Cinquenta anos depois, a dignidade não se encontra nos hospitais, onde faltam medicamentos básicos e as mães veem os seus filhos morrer por doenças evitáveis. Não está nas escolas, onde as crianças se sentam no chão por falta de carteiras, privadas de um futuro que lhes é roubado antes mesmo de começar. Não está à mesa de milhões de lares, onde a luta diária pela comida se tornou a principal ocupação de um povo exausto.
A dignidade foi sequestrada por uma teia de interesses que opera à luz do dia, com um descaramento que insulta a inteligência e a paciência dos angolanos. Enquanto o cidadão comum sobrevive, uma elite celebra a sua própria prosperidade, construída sobre os alicerces da corrupção sistémica.
Vemos a dignidade ser espezinhada quando a seguradora do esposo da Ministra das Finanças, a VIVA Seguros, abocanha contratos milionários com o Estado, ao mesmo tempo que o seu nome e o da empresa são associados a um esquema de desvio de 7 mil milhões de kwanzas da AGT. A guarda do tesouro público e a sua família parecem ser os primeiros a beneficiar dele, num conflito de interesses que já nem se dão ao trabalho de disfarçar.
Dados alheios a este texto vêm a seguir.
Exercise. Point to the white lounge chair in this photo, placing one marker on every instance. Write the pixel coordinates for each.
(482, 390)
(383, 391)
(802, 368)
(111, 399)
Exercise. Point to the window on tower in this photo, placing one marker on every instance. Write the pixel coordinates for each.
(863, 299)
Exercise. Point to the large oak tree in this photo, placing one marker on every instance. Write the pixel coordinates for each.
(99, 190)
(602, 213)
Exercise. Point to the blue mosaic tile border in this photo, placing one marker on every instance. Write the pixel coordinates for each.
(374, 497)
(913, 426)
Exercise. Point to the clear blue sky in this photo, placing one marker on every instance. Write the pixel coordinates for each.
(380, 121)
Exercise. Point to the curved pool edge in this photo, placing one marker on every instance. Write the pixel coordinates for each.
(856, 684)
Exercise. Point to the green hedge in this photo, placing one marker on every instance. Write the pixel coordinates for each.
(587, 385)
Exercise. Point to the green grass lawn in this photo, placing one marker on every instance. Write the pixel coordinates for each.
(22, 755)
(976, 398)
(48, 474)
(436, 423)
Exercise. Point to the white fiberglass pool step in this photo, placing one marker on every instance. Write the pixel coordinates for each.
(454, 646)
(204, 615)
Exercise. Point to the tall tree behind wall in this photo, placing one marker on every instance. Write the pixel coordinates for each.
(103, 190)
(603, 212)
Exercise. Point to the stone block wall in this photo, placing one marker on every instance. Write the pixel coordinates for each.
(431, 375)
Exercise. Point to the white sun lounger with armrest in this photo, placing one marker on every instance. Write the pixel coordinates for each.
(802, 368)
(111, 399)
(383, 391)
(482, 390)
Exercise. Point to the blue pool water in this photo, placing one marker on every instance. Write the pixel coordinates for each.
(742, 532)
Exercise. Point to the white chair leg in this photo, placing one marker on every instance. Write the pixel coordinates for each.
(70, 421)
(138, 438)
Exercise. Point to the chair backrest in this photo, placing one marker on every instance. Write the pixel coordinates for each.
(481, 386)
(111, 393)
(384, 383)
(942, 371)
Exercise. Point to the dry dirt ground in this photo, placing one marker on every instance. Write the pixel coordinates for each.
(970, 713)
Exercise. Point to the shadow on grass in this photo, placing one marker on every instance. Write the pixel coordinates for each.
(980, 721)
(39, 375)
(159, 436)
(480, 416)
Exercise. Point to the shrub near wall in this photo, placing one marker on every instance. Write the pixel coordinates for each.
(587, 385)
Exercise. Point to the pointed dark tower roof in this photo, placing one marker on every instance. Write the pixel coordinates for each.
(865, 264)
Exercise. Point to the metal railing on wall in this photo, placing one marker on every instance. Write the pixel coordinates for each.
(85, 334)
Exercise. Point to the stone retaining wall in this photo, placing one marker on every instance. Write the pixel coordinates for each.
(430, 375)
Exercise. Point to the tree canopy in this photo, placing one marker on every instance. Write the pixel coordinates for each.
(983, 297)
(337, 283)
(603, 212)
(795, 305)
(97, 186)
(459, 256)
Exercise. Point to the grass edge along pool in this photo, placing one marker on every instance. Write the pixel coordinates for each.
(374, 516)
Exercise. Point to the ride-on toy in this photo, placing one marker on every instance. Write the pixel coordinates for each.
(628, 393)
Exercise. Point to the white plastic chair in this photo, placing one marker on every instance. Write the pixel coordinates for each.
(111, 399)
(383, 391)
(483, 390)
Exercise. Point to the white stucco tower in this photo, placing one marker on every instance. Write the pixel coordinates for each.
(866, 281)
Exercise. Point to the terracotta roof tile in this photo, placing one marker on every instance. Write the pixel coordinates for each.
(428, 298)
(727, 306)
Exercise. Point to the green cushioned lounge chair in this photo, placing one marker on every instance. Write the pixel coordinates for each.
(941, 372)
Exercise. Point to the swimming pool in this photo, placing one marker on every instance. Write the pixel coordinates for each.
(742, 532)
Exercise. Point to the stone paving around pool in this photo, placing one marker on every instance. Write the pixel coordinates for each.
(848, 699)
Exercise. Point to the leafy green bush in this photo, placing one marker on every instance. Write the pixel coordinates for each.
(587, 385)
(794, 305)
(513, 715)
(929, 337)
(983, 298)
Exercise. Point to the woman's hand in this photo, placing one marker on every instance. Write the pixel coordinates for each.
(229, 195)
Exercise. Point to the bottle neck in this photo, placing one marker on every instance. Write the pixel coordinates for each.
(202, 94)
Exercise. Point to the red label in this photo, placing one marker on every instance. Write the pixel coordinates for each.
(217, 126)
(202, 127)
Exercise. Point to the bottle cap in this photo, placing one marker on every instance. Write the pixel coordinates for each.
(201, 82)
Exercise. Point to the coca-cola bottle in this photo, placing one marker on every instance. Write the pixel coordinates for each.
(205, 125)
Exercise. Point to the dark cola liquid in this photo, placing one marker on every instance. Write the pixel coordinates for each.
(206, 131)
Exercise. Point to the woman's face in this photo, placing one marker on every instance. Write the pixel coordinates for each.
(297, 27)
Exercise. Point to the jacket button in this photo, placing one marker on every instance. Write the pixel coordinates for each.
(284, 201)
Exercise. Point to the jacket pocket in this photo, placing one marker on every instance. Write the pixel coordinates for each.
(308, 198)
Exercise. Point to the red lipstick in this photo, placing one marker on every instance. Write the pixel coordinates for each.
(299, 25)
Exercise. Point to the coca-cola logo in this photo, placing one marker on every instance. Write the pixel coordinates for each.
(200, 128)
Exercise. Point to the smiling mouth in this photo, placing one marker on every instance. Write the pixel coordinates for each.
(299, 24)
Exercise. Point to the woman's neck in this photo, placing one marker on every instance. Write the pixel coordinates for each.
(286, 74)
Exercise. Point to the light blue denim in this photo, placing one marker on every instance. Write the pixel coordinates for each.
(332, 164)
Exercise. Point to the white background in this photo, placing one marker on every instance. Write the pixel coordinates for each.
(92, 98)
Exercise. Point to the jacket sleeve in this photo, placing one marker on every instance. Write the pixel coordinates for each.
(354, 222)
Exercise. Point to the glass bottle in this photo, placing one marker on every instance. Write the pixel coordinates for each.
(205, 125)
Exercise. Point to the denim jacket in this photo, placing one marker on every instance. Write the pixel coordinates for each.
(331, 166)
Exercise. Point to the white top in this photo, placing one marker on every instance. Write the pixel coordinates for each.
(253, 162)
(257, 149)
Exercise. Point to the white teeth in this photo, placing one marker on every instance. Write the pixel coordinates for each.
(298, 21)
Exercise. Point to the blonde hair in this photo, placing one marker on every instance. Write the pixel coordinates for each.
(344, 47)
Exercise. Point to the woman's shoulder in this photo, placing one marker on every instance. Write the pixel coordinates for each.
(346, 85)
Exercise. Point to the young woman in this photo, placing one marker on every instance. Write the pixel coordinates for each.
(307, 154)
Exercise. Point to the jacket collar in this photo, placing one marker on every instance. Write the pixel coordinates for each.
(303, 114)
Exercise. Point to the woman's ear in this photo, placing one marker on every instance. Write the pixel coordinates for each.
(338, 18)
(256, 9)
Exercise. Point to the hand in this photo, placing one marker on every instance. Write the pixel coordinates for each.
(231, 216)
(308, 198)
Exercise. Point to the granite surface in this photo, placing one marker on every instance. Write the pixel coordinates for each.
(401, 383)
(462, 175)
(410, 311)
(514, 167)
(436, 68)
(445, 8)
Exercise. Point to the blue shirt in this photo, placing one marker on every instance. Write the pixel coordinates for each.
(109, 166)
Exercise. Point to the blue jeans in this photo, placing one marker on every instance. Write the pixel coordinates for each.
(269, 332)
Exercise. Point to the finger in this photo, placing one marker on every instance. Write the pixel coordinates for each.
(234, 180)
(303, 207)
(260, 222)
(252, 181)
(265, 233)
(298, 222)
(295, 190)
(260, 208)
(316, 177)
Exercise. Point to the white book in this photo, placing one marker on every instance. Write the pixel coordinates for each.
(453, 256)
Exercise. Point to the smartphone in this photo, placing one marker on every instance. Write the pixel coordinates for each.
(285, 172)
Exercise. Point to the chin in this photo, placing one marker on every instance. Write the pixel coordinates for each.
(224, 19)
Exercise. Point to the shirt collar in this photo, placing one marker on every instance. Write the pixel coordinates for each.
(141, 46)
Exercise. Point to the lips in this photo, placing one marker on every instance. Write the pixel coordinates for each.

Vemos a dignidade ser humilhada pela existência de “intocáveis” como Óscar Tito Cardoso Fernandes, o “barão da construção”, que, protegido por figuras como Edeltrudes Costa, beneficia de contratos de mais de 20 mil milhões de kwanzas, enquanto as infraestruturas do país continuam a ruir.
Vemos a dignidade ser defraudada quando figuras como Elias Chimuco, um dos maiores devedores do banco público BPC, utilizam fundos para criar os seus próprios bancos e projetos privados, numa clara demonstração de que, em Angola, a dívida ao Estado é um trampolim para o enriquecimento, e não uma obrigação a ser honrada.
E vemos a dignidade ser ridicularizada quando empresas públicas estratégicas, como a TAAG, acumulam perdas bilionárias, ou quando a agência que deveria regular os seguros, a ARSEG, duplica os salários dos seus dirigentes enquanto os seus lucros caem a pique.
Meio século depois, a independência política foi conquistada, mas a independência económica e social do cidadão comum continua a ser uma miragem. A verdadeira soberania de uma nação mede-se pela dignidade do seu povo. E enquanto a riqueza de Angola for drenada para alimentar uma elite insaciável, a celebração dos 50 anos será sempre uma festa amarga, um lembrete doloroso de um sonho que, para a maioria, ainda não saiu do papel.